Below is federal data on the loans students use to pay for Josef’s School of Hair, Skin & Body, Grand Forks— how much they borrow, how that debt is spread across the student body, and what it costs to pay back. All figures come from the U.S. Department of Education and IPEDS.
Looking at the entering class at Josef’s School of Hair, Skin & Body, 93% of incoming undergraduates borrow in year one, for an average of $7,510 each, across private and federal loan sources.
On the federal side, the average loan is $6,170. This is at or above the $5,500 first-year federal borrowing cap that applies to the typical dependent freshman. Keep in mind the all-undergraduate averages further down count federal loans only, unlike this private-plus-federal freshman figure.
Across the full undergraduate body at Josef’s School of Hair, Skin & Body (freshmen included), 75% take out federal student loans, at an average of $6,731 annually. This works out to 9.1% larger than the $6,170 borrowed by freshmen.
Borrowing the same amount each year would add up to roughly $13,462 by year two and around $26,924 over a four-year span. The estimate holds federal borrowing constant and does not count private or Parent PLUS loans.
| Undergraduate federal borrowing | Value |
|---|---|
| Share using federal loans | 75% |
| Average federal loan per year | $6,731 |
| Undergraduates with a federal loan | 58 |
| Total federal loans (one year) | $390,412 |
Graduating and withdrawing students at Josef’s School of Hair, Skin & Body carry a median federal debt of $6,337 in federal student loans.
| Borrower group | Median federal debt |
|---|---|
| All federal borrowers | $6,337 |
| Students who completed (graduates) | $7,917 |
| Students who withdrew | $3,755 |
Debt carried by students who withdrew is a key risk signal — these borrowers owe money without having earned the credential.
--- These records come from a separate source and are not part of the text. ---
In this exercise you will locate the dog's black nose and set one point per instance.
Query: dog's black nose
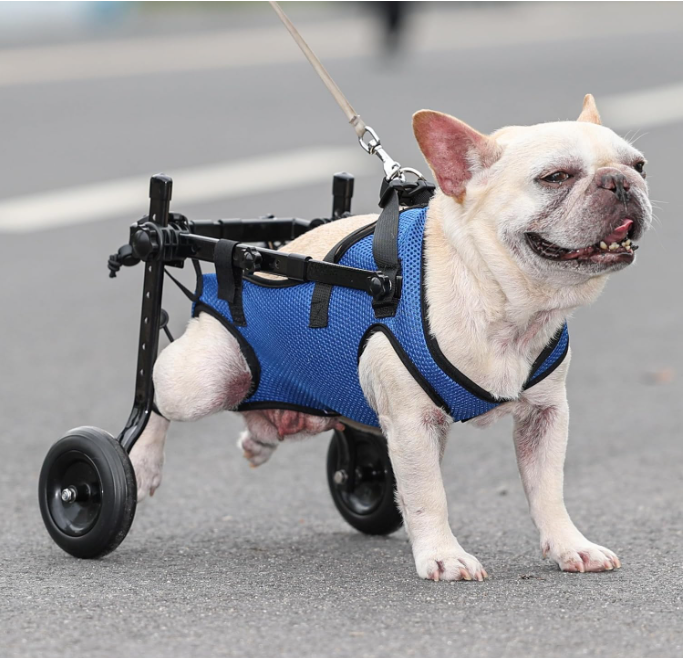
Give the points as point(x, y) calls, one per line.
point(617, 183)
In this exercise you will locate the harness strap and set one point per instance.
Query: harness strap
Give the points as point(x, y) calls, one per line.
point(229, 280)
point(320, 300)
point(192, 296)
point(385, 249)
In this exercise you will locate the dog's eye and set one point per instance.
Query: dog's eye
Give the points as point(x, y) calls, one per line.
point(557, 177)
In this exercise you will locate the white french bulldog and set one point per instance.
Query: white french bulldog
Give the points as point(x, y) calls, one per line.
point(528, 223)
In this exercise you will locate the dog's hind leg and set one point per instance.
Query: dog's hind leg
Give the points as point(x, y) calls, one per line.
point(201, 373)
point(147, 456)
point(267, 428)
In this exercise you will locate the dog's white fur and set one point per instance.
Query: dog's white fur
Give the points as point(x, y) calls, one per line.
point(493, 306)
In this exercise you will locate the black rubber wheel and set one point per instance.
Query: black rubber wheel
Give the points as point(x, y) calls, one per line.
point(362, 482)
point(87, 493)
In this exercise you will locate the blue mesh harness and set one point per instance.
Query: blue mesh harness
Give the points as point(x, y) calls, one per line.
point(315, 370)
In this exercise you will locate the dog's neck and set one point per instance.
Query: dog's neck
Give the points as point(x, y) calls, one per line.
point(490, 319)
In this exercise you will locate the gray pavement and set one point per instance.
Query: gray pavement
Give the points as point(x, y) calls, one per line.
point(230, 561)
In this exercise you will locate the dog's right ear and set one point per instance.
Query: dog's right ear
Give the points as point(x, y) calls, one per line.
point(453, 150)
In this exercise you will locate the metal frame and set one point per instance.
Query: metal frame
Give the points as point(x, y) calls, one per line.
point(164, 239)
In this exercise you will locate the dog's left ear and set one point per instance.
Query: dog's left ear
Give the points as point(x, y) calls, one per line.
point(589, 113)
point(453, 150)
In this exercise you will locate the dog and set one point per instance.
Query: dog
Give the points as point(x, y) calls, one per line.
point(526, 226)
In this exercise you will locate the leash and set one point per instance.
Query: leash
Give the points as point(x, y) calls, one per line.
point(367, 137)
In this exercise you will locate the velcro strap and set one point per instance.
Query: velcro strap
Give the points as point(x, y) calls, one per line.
point(385, 250)
point(226, 274)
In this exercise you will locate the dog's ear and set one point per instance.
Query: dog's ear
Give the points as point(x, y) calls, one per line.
point(453, 150)
point(590, 113)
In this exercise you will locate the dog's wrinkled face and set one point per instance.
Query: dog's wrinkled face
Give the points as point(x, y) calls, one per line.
point(568, 200)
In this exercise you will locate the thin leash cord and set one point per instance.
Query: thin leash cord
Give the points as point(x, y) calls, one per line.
point(346, 107)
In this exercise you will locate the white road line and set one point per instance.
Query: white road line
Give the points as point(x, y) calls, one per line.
point(434, 31)
point(128, 196)
point(643, 108)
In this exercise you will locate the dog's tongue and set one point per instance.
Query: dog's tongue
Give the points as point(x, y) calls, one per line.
point(620, 233)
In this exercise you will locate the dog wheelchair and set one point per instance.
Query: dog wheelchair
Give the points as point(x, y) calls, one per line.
point(87, 485)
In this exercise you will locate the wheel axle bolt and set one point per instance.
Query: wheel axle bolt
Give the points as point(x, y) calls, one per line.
point(69, 494)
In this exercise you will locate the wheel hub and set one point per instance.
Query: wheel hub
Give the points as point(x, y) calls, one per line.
point(74, 501)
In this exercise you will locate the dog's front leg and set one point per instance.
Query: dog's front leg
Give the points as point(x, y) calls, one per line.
point(540, 435)
point(416, 431)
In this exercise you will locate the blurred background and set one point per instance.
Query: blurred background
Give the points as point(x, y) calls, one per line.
point(96, 97)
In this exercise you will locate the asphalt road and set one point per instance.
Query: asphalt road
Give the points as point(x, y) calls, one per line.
point(230, 561)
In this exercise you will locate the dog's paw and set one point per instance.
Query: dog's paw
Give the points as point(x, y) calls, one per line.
point(449, 564)
point(581, 556)
point(255, 452)
point(148, 463)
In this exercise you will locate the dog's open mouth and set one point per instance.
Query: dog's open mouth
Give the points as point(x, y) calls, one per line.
point(613, 248)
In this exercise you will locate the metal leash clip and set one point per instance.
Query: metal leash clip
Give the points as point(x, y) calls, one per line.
point(392, 169)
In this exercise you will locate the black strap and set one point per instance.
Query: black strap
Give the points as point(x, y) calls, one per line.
point(192, 296)
point(229, 280)
point(385, 249)
point(320, 301)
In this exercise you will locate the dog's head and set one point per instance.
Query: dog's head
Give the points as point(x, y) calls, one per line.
point(566, 200)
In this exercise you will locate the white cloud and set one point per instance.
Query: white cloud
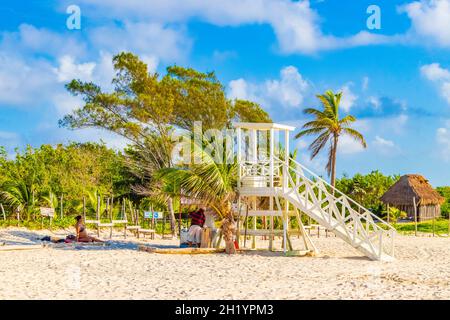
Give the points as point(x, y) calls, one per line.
point(150, 40)
point(445, 91)
point(24, 83)
point(443, 139)
point(69, 70)
point(430, 21)
point(286, 92)
point(348, 98)
point(441, 76)
point(289, 89)
point(28, 38)
point(383, 143)
point(374, 101)
point(435, 72)
point(237, 89)
point(295, 23)
point(365, 83)
point(348, 145)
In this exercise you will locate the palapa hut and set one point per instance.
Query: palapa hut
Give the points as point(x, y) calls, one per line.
point(414, 189)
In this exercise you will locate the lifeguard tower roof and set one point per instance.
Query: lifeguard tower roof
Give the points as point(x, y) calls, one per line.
point(262, 126)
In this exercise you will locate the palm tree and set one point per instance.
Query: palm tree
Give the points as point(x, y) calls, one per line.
point(212, 183)
point(19, 195)
point(329, 128)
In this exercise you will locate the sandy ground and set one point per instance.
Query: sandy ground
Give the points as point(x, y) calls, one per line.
point(119, 271)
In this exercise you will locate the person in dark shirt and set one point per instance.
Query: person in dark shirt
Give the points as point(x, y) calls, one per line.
point(196, 228)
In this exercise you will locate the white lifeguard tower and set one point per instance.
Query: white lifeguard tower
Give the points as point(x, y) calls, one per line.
point(276, 190)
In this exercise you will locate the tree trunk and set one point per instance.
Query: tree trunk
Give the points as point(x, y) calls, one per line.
point(333, 161)
point(172, 215)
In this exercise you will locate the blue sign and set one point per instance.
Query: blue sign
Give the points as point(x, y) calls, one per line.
point(154, 215)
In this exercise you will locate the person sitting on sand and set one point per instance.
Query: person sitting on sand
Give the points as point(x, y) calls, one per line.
point(82, 235)
point(195, 230)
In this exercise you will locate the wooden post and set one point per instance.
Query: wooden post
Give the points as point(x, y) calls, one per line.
point(246, 225)
point(153, 218)
point(415, 216)
point(62, 209)
point(387, 212)
point(434, 219)
point(285, 186)
point(3, 212)
point(164, 226)
point(254, 225)
point(84, 209)
point(98, 216)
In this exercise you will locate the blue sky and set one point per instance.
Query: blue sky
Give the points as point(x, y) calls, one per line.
point(280, 53)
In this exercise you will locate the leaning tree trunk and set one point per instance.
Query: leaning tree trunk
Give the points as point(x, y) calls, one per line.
point(228, 231)
point(172, 215)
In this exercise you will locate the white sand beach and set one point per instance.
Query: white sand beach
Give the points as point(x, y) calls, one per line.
point(119, 271)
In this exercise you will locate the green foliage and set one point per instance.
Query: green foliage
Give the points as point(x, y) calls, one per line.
point(395, 214)
point(329, 127)
point(445, 207)
point(441, 227)
point(39, 176)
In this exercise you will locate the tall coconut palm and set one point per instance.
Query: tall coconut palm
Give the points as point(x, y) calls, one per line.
point(212, 183)
point(329, 127)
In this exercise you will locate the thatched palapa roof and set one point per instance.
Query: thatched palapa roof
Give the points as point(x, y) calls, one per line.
point(410, 186)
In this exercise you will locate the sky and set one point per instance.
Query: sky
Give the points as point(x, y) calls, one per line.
point(395, 78)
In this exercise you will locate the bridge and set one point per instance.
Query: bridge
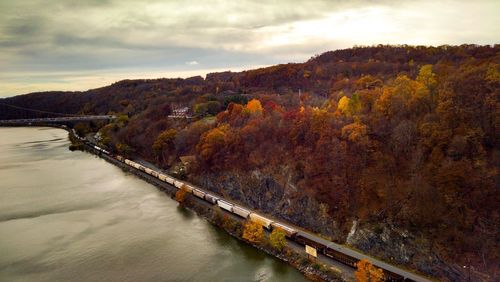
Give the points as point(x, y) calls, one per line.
point(55, 120)
point(28, 116)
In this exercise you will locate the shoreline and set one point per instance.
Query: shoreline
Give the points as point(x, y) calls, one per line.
point(312, 270)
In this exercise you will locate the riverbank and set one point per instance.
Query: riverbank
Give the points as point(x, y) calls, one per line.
point(313, 269)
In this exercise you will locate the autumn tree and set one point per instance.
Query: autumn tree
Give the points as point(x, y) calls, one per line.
point(254, 106)
point(277, 239)
point(253, 232)
point(164, 142)
point(366, 272)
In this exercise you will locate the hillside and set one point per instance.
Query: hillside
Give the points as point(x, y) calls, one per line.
point(391, 149)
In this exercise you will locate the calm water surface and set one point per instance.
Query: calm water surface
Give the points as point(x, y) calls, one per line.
point(72, 216)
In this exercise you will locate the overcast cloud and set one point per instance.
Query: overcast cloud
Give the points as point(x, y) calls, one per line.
point(77, 45)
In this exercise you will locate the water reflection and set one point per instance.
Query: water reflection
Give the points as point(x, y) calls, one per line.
point(71, 216)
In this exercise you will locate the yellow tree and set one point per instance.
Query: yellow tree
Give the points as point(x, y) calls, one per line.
point(278, 239)
point(343, 104)
point(180, 196)
point(254, 106)
point(253, 232)
point(366, 272)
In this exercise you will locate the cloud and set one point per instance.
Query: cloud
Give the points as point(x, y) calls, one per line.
point(110, 36)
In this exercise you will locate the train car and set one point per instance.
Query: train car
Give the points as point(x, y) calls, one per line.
point(333, 251)
point(198, 193)
point(307, 239)
point(289, 231)
point(211, 198)
point(162, 177)
point(225, 205)
point(151, 172)
point(178, 184)
point(188, 188)
point(169, 180)
point(241, 211)
point(264, 221)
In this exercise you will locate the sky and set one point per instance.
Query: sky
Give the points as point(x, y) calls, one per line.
point(83, 44)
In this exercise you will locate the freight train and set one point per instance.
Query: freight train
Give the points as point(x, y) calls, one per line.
point(335, 251)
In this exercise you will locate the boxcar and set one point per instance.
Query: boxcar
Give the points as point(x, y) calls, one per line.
point(178, 184)
point(188, 188)
point(266, 222)
point(211, 198)
point(198, 193)
point(225, 205)
point(241, 211)
point(162, 177)
point(169, 180)
point(288, 230)
point(306, 239)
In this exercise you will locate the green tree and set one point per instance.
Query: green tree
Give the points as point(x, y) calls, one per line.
point(164, 143)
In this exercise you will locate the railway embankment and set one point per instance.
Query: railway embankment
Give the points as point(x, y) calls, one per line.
point(313, 269)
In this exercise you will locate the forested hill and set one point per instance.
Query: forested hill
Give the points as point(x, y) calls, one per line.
point(391, 149)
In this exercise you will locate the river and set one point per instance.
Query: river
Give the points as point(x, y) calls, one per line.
point(70, 216)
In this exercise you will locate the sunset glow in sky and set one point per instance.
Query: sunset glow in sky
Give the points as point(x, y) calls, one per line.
point(77, 45)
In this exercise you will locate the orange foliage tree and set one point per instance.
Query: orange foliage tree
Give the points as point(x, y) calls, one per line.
point(366, 272)
point(253, 232)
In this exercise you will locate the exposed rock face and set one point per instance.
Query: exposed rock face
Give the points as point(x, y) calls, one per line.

Looking only at the median is misleading — these four percentiles describe the full debt distribution for borrowers at Josef’s School of Hair, Skin & Body.
| Percentile | Cumulative Federal Debt |
|---|---|
| 10th percentile (lowest-debt students) | $3,169 |
| 25th percentile | $4,750 |
| 75th percentile | $12,000 |
| 90th percentile (highest-debt students) | $20,000 |
The spread between the lowest- and highest-debt deciles summarizes how variable outcomes are at Josef’s School of Hair, Skin & Body.
Repayment burden translates the debt figures into what a borrower actually pays each month. Josef’s School of Hair, Skin & Body.
Defaulting means failing to repay a federal student loan, which carries serious credit consequences. Two-year cohort default-rate data for Josef’s School of Hair, Skin & Body follows.
| Metric | Value |
|---|---|
| 2-year cohort default rate | 5.6% |
| Borrowers in the cohort | 89 |
This rate follows a borrower cohort from the start of repayment through the two-year window the Department of Education uses.
Borrowing varies by family income, by first-generation status, and by dependency status.
Borrowing by Income Tier
| Income tier | Median federal debt |
|---|---|
| Low income | $6,367 |
| Middle income | $6,335 |
| High income | $5,931 |
First-Gen vs Continuing-Gen Borrowing
| Cohort | Median federal debt |
|---|---|
| First-generation students | $6,337 |
| Continuing-generation students | $8,419 |
By Dependency Status
| Cohort | Median federal debt |
|---|---|
| Dependent students | $5,221 |
| Independent students | $6,577 |
Federal data publishes the following gap measures for Josef’s School of Hair, Skin & Body.
The Difference Between Subsidized and Unsubsidized Loans
Unsubsidized federal student loans accrue interest every month — even while you are still enrolled. Unless you pay that interest as it builds, the balance you owe at graduation can be noticeably higher than the amount you originally borrowed.
Did You Know?
Unlike most other debt, federal student loans generally survive bankruptcy — and unpaid balances can lead to wage garnishment — so borrow only what you truly need.
References
More about our data sources and methodologies.